La signature tant attendue, ce 16 juillet 2019, était accompagnée de celles de l'autorisation environnementale unique et du permis d'exploitation d’une installation de géothermie à basse température accordé au titre du code minier, trois sésames qui avaient obtenu, le 5 juin, les avis favorables d'une commission d'enquête indépendante, sollicitée dans le cadre d'une enquête publique.

Fluide

Une première autorisation avait été délivrée le 24 octobre 2018 pour permettre la création d’une hélistation dédiée aux transports sanitaire du futur équipement. « Je n’ai jamais vu un dossier aussi complexe passer de façon aussi fluide » s’est félicité le Préfet.

Signature du permis de construire le mardi 16 juillet2019 à la Préfecture de Loire-Atlantique. De g. à dr. : Alain Robert, vice-président de Nantes Métropole ; Claude d'Harcourt, le préfet de Loire-Atlantique et des Pays de la Loire ; Jean-Jacques Coiplet, directeur général de l’ARS Pays de la Loire et Philippe Sudreau, directeur général du CHU de Nantes. © Jean-Philippe Defawe


Les 220 000 m² du futur CHU vont s’implanter sur une emprise de 10,1 ha (dont 1,6 ha de réserve foncière) sur l'île de Nantes, au cœur de la métropole. Il regroupera sur le même site les hôpitaux Hôtel-Dieu, Mère et Enfant de Nantes ; celui de Laennec, actuellement à Saint-Herblain ; ainsi que l’Institut de Recherche en Santé (IRS 2020).

Critiqué localement et récompensé à l'international


Le début des travaux est prévu en octobre 2020 et la direction de l’hôpital lancera les marchés travaux à partir de la rentrée. Le projet s’inscrira dans le cadre de la loi MOP mais une dévolution en macro-lots est envisagée. L’objectif est de livrer l’équipement avant la fin 2026.

Sauf si le calendrier est perturbé par d'éventuels recours administratifs de la part des opposants au projet qui rejettent cette implantation « dans une zone inondable et hyper-densifiée ».

Si, localement, le projet fait encore grincer quelques dents, le projet conçu par Art & Build, Pargade Architectes, Artelia et Signes Paysages séduit les professionnels de la santé comme de l’architecture et de l’urbanisme.
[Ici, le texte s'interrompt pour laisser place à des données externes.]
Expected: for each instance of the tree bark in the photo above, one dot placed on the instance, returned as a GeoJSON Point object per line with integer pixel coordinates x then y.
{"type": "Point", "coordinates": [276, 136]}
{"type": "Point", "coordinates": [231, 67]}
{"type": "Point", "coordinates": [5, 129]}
Il y a un an, lors du European Healthcare Design Congress qui s’est tenu à Londres, ce projet a reçu le premier prix dans la catégorie « Future Healthcare Design ».

935 millions d'euros


D'un coût total de 953 millions d'euros (toutes dépenses confondues) dont 108 millions d'euros d'équipement, ce futur hôpital public sera financé à hauteur de 225 millions d'euros par l'Etat, 414 millions d'euros par des emprunts, et 314 millions d'euros par de l'autofinancement tiré notamment de la future vente du site Laennec, a détaillé la direction.

Tourné vers la médecine ambulatoire, il comportera 1380 lits (tous en chambres individuelles), soit une réduction d'environ 200 lits. « Le nombre de lits, c'est tout sauf un bon indicateur », a assuré Philippe Sudreau, directeur général du CHU, qui s'est voulu rassurant sur l’avenir des 12 000 employés de l'hôpital.
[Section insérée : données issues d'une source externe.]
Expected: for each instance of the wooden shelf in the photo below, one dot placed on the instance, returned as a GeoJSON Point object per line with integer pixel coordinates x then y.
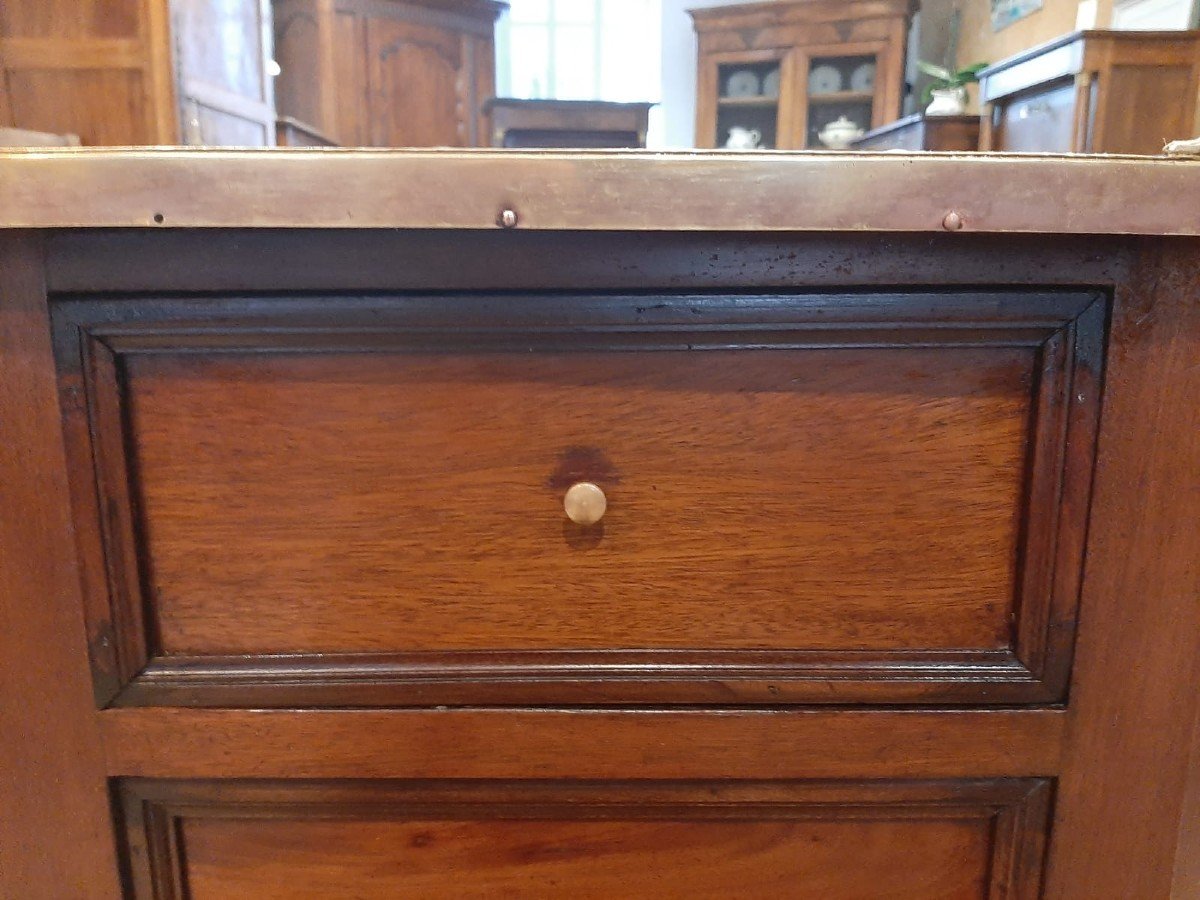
{"type": "Point", "coordinates": [843, 97]}
{"type": "Point", "coordinates": [748, 101]}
Le nouvel équipement comprendra également 54 salles de blocs opératoires réparties en 3 centres opératoires. Misant sur le numérique et visant près de 64% en ambulatoire, ce projet va tenter d’anticiper les évolutions de la médecine. D’un point de vue architectural, le projet se veut modulaire. « Nous avons intégré l’idée que nous nous sommes peut être trompé en anticipant les besoins, mais le projet a justement été conçu pouvoir évoluer » a expliqué le professeur Gilles Potel, en charge du Pôle Médecines-Urgences-Soins Critiques.